Augsburg / Moritz Clauß Jessica Hock erweckt Holz zum Leben. Sie fertigt Figuren, schneidert Kostüme und lenkt Horst Seehofer. Ein Besuch in der Augsburger Puppenkiste.

Die Tomate rockt an der Gitarre. Am Schlagzeug gibt der Lauch den treibenden Beat vor. Der korpulente Brokkoli singt aus Leibeskräften ins Mikrofon. Mit „Let Me Entertain You“ von Robbie Williams groovt sich die Gemüseband in Ekstase. Beim Refrain geben auch die sieben Karotten des Chors alles, sie wippen wild im Takt.

Von oben blickt Jessica Hock konzentriert auf das Geschehen. Die junge Puppenspielerin steht mit gebeugtem Rücken auf einer der zwei Spielbrücken über der Bühne. Hock streckt ihren Oberkörper über das Brückengeländer, zupft rhythmisch an den Fäden und erweckt so die Tomate mit den schlaksigen Beinen zum Leben. In ihrer rechten Hand hält die 26-Jährige das hölzerne Spielkreuz, um Zeige- und Mittelfinger hat sie einen Faden gewickelt, daran hängt der Tomatenkopf. Links und rechts der Bühne baumeln Dutzende Marionetten von der Decke. Einhörner, Aliens, Menschen.

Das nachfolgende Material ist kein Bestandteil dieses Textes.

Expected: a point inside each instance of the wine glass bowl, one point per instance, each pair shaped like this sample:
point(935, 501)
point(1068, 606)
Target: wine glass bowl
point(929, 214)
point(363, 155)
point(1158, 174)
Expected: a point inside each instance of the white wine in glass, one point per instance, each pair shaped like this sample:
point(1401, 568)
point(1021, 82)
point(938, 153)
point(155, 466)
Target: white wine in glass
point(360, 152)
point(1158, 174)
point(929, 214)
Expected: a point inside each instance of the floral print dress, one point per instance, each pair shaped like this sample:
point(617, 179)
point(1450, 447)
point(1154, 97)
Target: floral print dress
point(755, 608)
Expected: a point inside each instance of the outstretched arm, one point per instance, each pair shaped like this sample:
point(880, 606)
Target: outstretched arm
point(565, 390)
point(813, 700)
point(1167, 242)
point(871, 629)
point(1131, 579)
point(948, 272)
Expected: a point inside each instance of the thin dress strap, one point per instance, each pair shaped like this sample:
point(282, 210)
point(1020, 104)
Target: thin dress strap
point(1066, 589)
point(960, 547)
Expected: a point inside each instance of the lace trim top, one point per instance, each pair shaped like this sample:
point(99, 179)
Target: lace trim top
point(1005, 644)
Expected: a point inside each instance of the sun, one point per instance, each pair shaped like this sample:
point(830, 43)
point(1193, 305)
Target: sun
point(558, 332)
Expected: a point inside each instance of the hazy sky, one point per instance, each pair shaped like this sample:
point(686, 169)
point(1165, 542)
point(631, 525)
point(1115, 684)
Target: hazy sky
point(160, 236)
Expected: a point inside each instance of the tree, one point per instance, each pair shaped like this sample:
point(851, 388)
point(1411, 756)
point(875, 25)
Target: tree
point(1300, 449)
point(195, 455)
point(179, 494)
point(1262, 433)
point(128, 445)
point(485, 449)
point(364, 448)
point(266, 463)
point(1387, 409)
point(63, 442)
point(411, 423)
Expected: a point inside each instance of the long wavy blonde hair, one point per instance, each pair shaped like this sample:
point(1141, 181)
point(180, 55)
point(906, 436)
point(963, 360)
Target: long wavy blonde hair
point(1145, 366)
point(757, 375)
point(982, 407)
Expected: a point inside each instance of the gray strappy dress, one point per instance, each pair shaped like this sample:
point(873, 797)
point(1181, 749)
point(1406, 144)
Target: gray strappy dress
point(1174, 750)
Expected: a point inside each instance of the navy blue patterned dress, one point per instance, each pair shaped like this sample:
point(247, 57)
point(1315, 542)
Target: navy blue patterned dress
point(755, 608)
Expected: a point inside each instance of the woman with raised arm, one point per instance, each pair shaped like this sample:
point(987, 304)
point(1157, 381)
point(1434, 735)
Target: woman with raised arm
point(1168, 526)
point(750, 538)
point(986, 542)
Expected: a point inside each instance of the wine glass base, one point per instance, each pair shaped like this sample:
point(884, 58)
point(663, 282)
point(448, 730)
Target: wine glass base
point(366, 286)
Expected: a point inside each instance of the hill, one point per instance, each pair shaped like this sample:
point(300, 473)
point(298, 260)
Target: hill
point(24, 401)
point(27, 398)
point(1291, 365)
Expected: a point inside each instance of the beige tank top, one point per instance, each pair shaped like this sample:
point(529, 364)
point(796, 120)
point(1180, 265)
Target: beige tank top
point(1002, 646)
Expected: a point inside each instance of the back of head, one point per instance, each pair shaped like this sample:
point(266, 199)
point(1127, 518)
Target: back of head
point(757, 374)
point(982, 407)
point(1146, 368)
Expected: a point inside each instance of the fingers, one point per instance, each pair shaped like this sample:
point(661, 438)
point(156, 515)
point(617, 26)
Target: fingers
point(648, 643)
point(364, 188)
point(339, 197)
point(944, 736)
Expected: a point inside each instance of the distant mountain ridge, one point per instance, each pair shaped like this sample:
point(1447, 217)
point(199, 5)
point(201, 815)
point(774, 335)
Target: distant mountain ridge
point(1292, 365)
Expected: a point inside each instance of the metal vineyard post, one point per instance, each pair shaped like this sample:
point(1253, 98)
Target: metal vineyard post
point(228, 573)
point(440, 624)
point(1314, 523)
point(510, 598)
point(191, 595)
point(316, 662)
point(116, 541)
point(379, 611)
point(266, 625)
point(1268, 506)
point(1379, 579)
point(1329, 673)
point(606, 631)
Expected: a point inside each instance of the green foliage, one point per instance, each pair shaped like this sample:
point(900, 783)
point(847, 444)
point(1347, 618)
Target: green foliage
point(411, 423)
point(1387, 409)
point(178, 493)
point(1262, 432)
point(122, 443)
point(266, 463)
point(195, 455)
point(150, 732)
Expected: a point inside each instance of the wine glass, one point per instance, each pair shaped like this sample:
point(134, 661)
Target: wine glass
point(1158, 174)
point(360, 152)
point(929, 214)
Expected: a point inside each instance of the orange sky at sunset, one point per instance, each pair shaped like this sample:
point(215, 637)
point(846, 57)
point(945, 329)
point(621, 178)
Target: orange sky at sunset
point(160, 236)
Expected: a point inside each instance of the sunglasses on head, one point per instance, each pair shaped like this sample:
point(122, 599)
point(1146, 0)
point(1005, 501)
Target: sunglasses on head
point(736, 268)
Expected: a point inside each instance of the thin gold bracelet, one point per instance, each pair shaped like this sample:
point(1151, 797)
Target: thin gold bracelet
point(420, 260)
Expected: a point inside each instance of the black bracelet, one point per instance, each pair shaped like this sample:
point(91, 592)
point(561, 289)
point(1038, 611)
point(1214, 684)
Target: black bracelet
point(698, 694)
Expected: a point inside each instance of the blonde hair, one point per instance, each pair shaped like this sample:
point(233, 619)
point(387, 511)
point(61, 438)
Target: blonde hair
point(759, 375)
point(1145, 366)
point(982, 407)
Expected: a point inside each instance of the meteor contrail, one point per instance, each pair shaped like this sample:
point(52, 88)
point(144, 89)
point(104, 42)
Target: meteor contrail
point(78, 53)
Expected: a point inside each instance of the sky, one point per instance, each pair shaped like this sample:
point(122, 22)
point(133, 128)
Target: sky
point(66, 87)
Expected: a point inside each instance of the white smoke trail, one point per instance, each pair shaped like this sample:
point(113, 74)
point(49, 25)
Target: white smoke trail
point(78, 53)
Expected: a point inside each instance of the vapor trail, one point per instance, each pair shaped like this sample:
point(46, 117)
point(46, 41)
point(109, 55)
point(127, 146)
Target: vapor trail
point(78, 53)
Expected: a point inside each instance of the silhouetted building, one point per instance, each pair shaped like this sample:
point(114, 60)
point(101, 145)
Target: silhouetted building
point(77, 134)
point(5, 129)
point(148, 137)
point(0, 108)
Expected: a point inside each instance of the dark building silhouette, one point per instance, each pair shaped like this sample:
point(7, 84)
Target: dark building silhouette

Es ist die vierte Generalprobe des Kabaretts der Augsburger Puppenkiste – für jedes Stück gibt es mehrere Besetzungen, sodass nie eine Vorstellung ausfallen muss. Das bekannteste Figurentheater Deutschlands verbinden viele zwar vor allem mit Kinderfilmen und Märchen. Doch es gibt dort auch ein Programm für Erwachsene. Die Puppenkiste hat „Die Dreigroschenoper“ und „Don Giovanni“ auf die Bühne gebracht. Jedes Jahr gibt es ein neues Kabarett.

Alle Marionetten sind handgemacht

Die Marionetten der Kiste sind handgemacht. Der Kopf – aus weichem Holz geschnitzt. Linde. Der Oberkörper – ein hölzernes T. Die Arme aus beweglichen Schläuchen. Dazu Beinchen, Händchen, Füßchen aus Holz. Hosen, Röcke, Mäntel. Alles selbst geschnitzt, genäht, gebastelt. Die Puppenspieler schreiben auch eigene Fassungen von Märchen, das Kabarett entwickeln sie jedes Jahr gemeinsam.

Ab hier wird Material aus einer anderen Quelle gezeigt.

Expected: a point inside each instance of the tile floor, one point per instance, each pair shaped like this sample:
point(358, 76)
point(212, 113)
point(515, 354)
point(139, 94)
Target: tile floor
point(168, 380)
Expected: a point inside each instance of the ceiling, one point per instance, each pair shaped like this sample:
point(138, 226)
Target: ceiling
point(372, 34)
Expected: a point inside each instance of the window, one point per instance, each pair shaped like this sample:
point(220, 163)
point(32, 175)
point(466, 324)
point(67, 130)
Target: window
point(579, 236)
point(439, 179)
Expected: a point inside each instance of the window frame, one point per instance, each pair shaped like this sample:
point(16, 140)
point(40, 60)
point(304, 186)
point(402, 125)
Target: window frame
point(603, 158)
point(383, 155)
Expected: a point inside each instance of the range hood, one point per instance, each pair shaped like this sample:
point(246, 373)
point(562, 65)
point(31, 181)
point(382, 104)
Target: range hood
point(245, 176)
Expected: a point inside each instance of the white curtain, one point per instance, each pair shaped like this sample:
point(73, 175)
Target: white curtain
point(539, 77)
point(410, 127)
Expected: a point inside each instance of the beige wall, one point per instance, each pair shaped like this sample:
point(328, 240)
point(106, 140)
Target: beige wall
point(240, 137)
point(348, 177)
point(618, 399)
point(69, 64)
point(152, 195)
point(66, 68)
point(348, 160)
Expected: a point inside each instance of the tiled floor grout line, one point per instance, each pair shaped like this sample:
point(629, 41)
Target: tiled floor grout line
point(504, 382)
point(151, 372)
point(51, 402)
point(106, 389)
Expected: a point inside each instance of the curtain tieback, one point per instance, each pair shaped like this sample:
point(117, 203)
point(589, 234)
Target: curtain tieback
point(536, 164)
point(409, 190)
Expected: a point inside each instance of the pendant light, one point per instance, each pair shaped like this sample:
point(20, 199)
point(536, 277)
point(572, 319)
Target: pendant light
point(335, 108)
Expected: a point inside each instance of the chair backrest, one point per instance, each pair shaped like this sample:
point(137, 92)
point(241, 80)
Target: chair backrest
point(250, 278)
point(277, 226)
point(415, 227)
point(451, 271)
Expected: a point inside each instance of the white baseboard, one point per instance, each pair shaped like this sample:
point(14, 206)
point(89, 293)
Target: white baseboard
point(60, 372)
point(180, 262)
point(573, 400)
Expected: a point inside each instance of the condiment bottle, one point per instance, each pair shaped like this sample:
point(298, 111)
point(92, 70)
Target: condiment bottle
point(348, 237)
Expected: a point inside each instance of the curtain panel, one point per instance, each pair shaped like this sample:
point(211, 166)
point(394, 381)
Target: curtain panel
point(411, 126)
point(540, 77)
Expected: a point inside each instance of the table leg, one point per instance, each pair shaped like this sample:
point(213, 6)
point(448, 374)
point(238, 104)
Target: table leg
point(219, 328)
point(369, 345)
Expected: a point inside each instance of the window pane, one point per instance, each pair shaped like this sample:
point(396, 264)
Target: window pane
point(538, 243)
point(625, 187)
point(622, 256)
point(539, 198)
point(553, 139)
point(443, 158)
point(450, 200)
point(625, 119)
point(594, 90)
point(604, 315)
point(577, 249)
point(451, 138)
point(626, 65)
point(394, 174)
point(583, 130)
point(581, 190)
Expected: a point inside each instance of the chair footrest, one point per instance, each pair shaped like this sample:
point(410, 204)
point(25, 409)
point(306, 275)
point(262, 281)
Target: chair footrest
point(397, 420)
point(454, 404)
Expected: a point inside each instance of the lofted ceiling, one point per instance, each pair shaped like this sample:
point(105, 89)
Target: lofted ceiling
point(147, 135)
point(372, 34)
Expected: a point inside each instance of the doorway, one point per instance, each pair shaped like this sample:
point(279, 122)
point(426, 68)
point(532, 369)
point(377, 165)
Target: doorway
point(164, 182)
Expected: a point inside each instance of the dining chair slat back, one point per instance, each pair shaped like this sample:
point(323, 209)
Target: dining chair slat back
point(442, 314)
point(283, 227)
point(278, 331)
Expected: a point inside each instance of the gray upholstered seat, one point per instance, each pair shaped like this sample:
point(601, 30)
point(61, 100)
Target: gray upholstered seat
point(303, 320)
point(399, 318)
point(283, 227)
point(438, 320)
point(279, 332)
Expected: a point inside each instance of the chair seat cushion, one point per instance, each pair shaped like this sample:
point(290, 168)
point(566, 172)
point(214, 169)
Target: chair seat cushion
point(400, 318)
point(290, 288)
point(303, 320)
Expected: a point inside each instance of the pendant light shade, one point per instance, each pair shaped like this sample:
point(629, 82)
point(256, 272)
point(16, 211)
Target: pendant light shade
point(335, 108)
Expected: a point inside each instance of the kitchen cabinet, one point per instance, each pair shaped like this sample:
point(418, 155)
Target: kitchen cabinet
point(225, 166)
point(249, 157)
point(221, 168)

Jessica Hock liebt diese Vielseitigkeit an ihrem Beruf. Für das Kabarett hat sie gemeinsam mit einem Kollegen drei menschliche Zirbelnüsse gebaut. Der Pinienzapfen schmückt das Stadtwappen Augsburgs. Einer Zirbelnuss-Frau im grünen Kleid haben sie glänzende, große Augen und einen Kussmund spendiert.

Jessica Hock hat die Zirbelnuss-Frau gemeinsam mit einem Kollegen gebaut.
© Foto: Moritz Clauß

Die Band spielt zwei Konzerte in der Region bei einer Reunion nach 35 Jahren.

Als Kind war Hock nur selten in der Augsburger Puppenkiste. Gemeinsam mit ihren Geschwistern spielte die Augsburgerin aber mit einem Handpuppentheater. Später studierte sie in München Theaterwissenschaften. 2015 bewarb sie sich für ein Praktikum in der Kiste, wollte vor allem die Werkstätten kennenlernen. „Ich habe nicht geglaubt, dass ich im Puppenspiel Fuß fassen kann“, sagt die junge Frau.

Doch zufälligerweise suchten die Augsburger damals ein neues Ensemblemitglied. Hock machte ein zweiwöchiges Praktikum und wusste sofort: „Das wär’s!“ Seitdem ist sie dabei. Die Puppenkiste stellt auch unerfahrene Spieler ein – sie lernen bei der Arbeit. Bis zur ersten Hauptrolle kann es fünf Jahre dauern, manchmal auch länger. Jessica Hock hat bisher nur Nebenrollen gespielt. Sie übt viel, auch zuhause, damit sich das bald ändert.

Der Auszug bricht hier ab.